A fear that physical activity and exercise may aggravate the short-term and long-term disease course of the rheumatic diseases still exists. However, so far, in studies with carefully selected patients and exercise programs designed in accordance with the above-mentioned guidelines, no signs of increased local or systemic inflammatory activity have been reported. This also seems to be valid for patients with active inflammation and severe disability. Only a few exercise studies have included radiologic assessment. One study on high-intensity exercise in patients with RA reported increased joint destruction after 2 years for a subgroup of patients. The subgroup consisted of those patients, who already initially had severe joint destruction of large joints. However, negative side effects of high-intensity as well as other exercise could probably be avoided if the guidelines given above for the prescription of muscle training and cardiovascular fitness training are followed.

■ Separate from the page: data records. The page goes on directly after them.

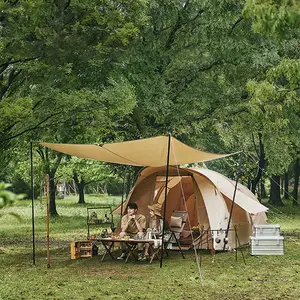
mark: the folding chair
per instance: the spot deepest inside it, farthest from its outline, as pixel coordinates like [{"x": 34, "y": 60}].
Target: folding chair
[{"x": 178, "y": 220}]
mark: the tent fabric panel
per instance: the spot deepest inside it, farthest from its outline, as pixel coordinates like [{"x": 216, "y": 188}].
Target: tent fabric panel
[
  {"x": 216, "y": 209},
  {"x": 226, "y": 187},
  {"x": 201, "y": 212},
  {"x": 241, "y": 221}
]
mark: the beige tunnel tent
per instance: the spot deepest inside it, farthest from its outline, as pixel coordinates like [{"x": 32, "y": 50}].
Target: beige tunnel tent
[{"x": 207, "y": 195}]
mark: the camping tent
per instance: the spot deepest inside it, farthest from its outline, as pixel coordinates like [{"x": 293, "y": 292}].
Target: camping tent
[{"x": 207, "y": 196}]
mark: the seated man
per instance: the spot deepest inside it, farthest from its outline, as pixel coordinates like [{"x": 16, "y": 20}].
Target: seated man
[{"x": 132, "y": 224}]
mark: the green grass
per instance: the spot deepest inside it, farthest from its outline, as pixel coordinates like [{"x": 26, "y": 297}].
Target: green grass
[{"x": 264, "y": 277}]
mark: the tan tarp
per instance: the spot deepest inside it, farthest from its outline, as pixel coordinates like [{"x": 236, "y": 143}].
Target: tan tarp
[
  {"x": 144, "y": 152},
  {"x": 208, "y": 197}
]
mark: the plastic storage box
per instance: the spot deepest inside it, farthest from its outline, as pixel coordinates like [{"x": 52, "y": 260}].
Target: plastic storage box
[
  {"x": 267, "y": 245},
  {"x": 266, "y": 230}
]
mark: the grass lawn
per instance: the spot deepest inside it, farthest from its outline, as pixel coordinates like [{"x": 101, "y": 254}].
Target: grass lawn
[{"x": 264, "y": 277}]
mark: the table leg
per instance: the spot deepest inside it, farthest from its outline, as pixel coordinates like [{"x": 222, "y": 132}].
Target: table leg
[
  {"x": 155, "y": 252},
  {"x": 131, "y": 248},
  {"x": 107, "y": 249}
]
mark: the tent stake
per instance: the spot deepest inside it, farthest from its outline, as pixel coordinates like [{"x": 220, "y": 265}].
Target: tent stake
[
  {"x": 165, "y": 202},
  {"x": 32, "y": 202},
  {"x": 233, "y": 199}
]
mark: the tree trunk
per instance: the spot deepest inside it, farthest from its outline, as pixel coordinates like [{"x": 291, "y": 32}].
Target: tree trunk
[
  {"x": 261, "y": 165},
  {"x": 286, "y": 186},
  {"x": 296, "y": 182},
  {"x": 80, "y": 186},
  {"x": 263, "y": 189},
  {"x": 275, "y": 198}
]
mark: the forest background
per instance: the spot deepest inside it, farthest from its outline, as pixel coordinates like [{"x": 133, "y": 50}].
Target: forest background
[{"x": 222, "y": 76}]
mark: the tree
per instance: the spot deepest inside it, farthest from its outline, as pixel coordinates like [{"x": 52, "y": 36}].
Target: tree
[
  {"x": 85, "y": 172},
  {"x": 56, "y": 60}
]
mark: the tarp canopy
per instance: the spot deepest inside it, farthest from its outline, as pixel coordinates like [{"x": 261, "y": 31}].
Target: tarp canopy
[{"x": 144, "y": 152}]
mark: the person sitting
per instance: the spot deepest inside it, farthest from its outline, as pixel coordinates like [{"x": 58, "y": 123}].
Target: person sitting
[
  {"x": 155, "y": 226},
  {"x": 132, "y": 224}
]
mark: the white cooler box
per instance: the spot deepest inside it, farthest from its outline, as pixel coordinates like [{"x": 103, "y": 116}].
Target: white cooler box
[
  {"x": 267, "y": 245},
  {"x": 266, "y": 230}
]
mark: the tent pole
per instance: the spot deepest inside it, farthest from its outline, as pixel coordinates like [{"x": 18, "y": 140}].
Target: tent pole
[
  {"x": 233, "y": 199},
  {"x": 47, "y": 220},
  {"x": 123, "y": 189},
  {"x": 165, "y": 202},
  {"x": 32, "y": 202}
]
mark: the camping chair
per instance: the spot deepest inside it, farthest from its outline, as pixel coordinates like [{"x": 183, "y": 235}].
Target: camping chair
[{"x": 178, "y": 220}]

There is a more obvious risk of exercise complications in various organ systems among patients with systemic rheumatic diseases. So far there are only a few studies, many to be considered as pilot studies that report exercise outcomes in patients with, for example, systemic lupus erythematosus (SLE) and polymyositis or dermatomyositis. Strength training in patients with myositis does not seem to confer negative side effects in either the acute nor in chronic phases. Exercise also seems to be safe for patients with SLE. However, it is important to bear in mind that study participants with systemic diseases have been carefully selected in order to avoid negative side effects and, thus, study results can only be generalized to certain subgroups of patients with similar characteristics.
Secondary fibromyalgia in patients with inflammatory rheumatic diseases require specific attention, as described later.
Exercise and Inflammation
In a comprehensive review of randomized controlled trials of exercise in RA, it was noted that six out of the 14 included studies reported signs of reduced inflammation, assessed by swollen joint count, erythrocyte sedimentation rate (ESR), or C-reactive protein (CRP). Similar observations have been reported in exercise studies including patients with polymyositis and dermatomyositis. Although the primary target of physical activity and exercise is not to reduce inflammation, some interesting hypotheses for such effects may be formulated based on results from basic and clinical studies involving healthy subjects as well as patients with chronic disease, including those with rheumatic conditions. Accumulating evidence in these studies suggests that exercise might have beneficial effects on certain molecular processes in skeletal muscle and cartilage, as well as in reducing both local muscle inflammation and systemic inflammation ( Fig. 30-3 ).